The program is mostly original material, co-written by the duo; while it demonstrates a rich diversity of sources, the influence of Swedish music is clearly the dominant force; from the childlike naivety of “Hymn: Morgon Mellan Fjellan” to the modern impressionism of Alfven’s “Midsommarvaka from Swedish Rhapsody No. 1.”
Svensson is the more well-known of the two, but he reveals a different side to his playing by stepping away from the jazz-meets-pop sensibility of his E.S.T. group. Stripped of the comfort zone of a rhythm section, Svensson demonstrates that he is a strong accompanist; spare and poignant on “Visa fran Leksand,” or down-and-funky on “Gardebylaten.”
Landgren has yet to reach the same kind of international stature, but through a diversity of recordings from funk to big band he has demonstrated solid abilities as a performer, composer and arranger. Like Yves Robert and Gianluca Petrella he makes a strong case for the trombone as in instrument of emotive depth. With a tone that is lush and never brash, he can be tender on “Vaggvisa,” or boisterous on “Lapp-Nils Polska,” where he marries blue bebop lines with a lapsed polka sensibility. For this reissue ACT has also included a bonus live version of the latter track, which gives both players a chance to stretch out and build things to a fever pitch; a bit of an achievement for such a spare instrumental duo.
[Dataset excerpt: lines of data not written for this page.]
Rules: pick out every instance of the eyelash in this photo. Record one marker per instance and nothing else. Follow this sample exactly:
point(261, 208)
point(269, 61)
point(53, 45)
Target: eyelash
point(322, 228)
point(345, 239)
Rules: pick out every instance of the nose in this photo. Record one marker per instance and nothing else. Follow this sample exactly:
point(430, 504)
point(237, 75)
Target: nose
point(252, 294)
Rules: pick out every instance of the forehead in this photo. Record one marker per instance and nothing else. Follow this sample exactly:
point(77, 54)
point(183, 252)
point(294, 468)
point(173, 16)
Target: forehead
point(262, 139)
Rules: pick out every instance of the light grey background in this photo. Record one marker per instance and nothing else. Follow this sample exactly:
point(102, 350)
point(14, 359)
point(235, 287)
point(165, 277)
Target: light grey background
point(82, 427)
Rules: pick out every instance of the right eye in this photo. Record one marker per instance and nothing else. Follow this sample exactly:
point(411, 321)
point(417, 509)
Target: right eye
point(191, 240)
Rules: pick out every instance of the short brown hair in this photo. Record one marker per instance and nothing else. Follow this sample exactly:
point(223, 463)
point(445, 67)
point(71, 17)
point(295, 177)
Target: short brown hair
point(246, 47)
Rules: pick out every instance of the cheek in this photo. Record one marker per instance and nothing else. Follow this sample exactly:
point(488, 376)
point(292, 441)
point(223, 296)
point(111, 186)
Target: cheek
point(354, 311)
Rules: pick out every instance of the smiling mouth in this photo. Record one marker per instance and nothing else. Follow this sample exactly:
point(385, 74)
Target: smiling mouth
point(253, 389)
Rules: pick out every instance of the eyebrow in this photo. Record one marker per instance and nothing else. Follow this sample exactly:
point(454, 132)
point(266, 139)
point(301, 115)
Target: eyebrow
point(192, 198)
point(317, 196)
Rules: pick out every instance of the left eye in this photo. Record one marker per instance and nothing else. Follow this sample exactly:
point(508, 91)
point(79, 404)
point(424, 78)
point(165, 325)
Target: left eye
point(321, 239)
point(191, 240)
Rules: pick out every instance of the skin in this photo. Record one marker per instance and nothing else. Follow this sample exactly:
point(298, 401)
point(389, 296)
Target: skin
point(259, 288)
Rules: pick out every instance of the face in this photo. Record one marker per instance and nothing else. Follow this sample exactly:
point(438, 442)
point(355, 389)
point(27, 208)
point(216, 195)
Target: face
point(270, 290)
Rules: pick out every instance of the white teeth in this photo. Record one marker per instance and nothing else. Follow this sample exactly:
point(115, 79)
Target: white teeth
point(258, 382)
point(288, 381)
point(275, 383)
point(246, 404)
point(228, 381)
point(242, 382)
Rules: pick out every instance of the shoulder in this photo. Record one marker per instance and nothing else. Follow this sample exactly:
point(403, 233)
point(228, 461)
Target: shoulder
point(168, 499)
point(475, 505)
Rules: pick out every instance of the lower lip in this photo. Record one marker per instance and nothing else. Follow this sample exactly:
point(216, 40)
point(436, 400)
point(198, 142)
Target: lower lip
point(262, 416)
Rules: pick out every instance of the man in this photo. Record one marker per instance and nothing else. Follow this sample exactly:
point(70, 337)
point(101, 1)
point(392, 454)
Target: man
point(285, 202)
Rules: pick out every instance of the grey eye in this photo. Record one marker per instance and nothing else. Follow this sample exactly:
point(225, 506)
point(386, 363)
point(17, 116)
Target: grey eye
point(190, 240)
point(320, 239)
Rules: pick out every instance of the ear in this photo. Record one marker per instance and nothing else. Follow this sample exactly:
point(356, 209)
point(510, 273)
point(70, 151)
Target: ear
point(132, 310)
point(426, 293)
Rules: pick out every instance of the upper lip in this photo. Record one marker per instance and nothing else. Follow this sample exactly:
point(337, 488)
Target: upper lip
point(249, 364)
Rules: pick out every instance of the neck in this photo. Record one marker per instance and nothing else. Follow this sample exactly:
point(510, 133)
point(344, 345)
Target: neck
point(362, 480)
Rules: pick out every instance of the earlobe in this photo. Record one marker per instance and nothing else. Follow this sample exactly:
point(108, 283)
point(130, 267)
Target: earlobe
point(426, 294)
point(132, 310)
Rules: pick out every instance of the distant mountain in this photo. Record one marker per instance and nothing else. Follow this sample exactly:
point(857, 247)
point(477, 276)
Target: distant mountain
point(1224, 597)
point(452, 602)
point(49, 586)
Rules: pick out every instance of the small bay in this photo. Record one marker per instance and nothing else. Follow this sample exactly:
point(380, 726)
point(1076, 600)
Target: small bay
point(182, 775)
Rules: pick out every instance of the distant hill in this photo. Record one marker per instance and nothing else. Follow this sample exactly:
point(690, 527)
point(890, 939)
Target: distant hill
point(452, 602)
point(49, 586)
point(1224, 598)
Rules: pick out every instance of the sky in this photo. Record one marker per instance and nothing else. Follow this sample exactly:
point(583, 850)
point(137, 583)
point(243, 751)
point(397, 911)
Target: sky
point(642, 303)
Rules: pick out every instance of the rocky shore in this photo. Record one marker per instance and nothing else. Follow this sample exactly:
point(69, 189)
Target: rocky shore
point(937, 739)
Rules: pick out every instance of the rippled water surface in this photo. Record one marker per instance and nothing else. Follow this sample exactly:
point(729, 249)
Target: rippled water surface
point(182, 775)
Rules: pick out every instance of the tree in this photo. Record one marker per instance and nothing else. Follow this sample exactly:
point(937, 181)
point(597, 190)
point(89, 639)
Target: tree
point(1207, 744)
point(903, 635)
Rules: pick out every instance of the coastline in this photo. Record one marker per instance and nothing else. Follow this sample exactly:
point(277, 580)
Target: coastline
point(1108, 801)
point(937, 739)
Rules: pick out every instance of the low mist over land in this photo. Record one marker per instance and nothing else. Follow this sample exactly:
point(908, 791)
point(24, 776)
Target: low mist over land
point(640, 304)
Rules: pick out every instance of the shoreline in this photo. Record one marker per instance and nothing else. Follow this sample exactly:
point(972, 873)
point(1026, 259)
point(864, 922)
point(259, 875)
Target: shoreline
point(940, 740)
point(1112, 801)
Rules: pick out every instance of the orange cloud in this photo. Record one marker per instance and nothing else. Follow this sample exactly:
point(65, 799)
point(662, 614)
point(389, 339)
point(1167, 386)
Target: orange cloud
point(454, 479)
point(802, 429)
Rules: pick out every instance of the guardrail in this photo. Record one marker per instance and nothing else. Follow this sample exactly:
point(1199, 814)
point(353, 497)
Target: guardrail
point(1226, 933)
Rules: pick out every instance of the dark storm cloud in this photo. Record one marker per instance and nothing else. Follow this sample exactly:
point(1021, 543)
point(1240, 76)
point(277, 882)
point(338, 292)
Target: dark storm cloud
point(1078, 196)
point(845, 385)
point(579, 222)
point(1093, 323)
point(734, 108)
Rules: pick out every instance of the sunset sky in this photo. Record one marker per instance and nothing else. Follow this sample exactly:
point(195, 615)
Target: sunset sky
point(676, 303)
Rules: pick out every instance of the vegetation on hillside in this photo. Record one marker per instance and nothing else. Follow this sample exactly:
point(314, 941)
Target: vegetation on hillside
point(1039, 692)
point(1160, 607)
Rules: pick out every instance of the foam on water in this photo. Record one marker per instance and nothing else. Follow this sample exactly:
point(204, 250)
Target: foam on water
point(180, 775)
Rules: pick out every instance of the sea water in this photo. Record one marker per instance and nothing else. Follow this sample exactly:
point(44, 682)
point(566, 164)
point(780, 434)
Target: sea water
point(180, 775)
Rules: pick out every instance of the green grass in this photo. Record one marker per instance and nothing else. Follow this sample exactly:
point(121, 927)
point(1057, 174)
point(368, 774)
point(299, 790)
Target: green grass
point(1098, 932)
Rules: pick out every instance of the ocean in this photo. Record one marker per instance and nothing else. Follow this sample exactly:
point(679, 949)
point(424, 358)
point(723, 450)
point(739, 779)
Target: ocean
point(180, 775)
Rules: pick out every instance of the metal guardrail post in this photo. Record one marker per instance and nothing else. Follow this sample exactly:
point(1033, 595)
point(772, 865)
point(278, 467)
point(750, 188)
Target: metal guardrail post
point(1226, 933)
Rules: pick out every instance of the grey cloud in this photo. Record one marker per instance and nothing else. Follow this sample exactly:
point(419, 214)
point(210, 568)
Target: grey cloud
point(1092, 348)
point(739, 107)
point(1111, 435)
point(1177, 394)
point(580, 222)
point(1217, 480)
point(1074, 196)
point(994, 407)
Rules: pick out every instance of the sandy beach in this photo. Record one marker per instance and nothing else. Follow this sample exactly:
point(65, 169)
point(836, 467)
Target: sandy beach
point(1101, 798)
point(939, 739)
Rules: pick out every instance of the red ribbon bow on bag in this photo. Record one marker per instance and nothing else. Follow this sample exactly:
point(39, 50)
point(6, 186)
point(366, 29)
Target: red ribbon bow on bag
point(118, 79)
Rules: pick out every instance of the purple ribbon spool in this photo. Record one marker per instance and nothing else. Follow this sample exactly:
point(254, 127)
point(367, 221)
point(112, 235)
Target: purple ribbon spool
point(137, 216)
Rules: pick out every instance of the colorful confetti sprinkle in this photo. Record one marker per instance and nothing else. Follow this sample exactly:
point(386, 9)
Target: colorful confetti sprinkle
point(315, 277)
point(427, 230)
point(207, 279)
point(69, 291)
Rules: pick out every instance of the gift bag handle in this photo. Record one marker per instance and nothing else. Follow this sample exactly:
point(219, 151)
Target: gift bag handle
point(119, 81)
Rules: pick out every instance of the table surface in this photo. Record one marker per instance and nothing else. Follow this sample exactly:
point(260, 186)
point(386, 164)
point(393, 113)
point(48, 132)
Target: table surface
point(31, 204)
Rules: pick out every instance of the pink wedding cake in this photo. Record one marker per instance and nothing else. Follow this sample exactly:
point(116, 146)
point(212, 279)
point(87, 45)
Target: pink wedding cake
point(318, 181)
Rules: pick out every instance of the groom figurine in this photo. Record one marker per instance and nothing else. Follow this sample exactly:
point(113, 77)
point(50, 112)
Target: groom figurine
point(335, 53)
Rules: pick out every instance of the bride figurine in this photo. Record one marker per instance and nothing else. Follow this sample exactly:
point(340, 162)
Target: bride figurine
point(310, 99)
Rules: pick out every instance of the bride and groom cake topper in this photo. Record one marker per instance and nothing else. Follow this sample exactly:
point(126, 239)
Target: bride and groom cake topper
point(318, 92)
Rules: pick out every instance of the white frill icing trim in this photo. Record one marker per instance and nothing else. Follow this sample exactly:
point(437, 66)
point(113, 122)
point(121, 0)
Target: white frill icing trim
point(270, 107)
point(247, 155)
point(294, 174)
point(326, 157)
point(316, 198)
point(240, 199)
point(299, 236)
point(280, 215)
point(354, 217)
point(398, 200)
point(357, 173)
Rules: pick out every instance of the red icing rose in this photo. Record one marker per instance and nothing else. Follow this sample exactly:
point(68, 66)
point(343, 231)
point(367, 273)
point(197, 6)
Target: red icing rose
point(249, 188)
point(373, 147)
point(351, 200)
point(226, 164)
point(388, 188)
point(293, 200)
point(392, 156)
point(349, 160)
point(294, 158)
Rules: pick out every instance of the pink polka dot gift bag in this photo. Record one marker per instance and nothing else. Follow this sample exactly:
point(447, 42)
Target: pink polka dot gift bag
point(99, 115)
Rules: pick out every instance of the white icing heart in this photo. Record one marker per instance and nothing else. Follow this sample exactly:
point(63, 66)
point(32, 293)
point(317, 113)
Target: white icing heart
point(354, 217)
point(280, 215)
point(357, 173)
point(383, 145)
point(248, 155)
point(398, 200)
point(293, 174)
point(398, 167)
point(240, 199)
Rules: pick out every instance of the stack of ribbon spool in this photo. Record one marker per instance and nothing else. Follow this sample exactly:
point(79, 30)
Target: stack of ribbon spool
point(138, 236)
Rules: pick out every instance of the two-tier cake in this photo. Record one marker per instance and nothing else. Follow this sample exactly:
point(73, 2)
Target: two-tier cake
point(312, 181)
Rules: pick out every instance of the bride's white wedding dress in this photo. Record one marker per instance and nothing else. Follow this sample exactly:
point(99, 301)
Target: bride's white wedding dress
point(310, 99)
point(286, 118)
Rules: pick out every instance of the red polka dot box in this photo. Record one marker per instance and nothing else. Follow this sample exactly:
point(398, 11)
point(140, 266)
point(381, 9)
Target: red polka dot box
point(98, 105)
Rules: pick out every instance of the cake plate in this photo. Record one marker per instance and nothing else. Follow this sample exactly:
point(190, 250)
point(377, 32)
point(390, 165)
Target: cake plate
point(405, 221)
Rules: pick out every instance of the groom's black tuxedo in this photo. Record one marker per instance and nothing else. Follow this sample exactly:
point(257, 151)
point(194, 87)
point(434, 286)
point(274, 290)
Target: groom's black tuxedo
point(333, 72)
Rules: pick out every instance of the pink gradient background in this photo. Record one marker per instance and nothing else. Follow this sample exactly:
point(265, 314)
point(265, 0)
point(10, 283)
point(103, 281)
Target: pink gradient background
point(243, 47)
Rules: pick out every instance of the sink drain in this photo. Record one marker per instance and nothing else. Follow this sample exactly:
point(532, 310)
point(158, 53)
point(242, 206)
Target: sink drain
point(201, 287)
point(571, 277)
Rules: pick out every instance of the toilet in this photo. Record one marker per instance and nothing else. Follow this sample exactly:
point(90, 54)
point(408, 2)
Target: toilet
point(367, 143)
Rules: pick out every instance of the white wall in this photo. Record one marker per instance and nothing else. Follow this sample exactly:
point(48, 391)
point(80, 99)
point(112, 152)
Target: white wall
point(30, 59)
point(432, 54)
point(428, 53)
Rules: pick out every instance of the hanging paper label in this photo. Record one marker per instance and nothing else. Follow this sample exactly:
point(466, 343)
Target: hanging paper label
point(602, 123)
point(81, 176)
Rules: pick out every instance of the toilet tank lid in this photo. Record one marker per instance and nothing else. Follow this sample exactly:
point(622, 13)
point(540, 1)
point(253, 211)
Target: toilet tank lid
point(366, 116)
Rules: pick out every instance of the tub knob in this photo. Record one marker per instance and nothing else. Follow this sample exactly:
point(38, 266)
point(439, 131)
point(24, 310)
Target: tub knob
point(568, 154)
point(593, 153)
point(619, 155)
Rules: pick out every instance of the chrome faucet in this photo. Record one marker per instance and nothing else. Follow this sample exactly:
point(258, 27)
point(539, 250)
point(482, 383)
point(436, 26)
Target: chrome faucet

The liner notes purport jazz as “the musical language that fulfills the vision of a modern society of people getting together to create, work and communicate by searching for one common goal: freedom of the individual with a group of equals.” The time has truly passed for people to associate jazz with any one ethnic musical root; it is truly a world music that subsumes a rich tapestry of influences into a larger whole. Swedish Folk Modern is as strong an argument as any to support that belief.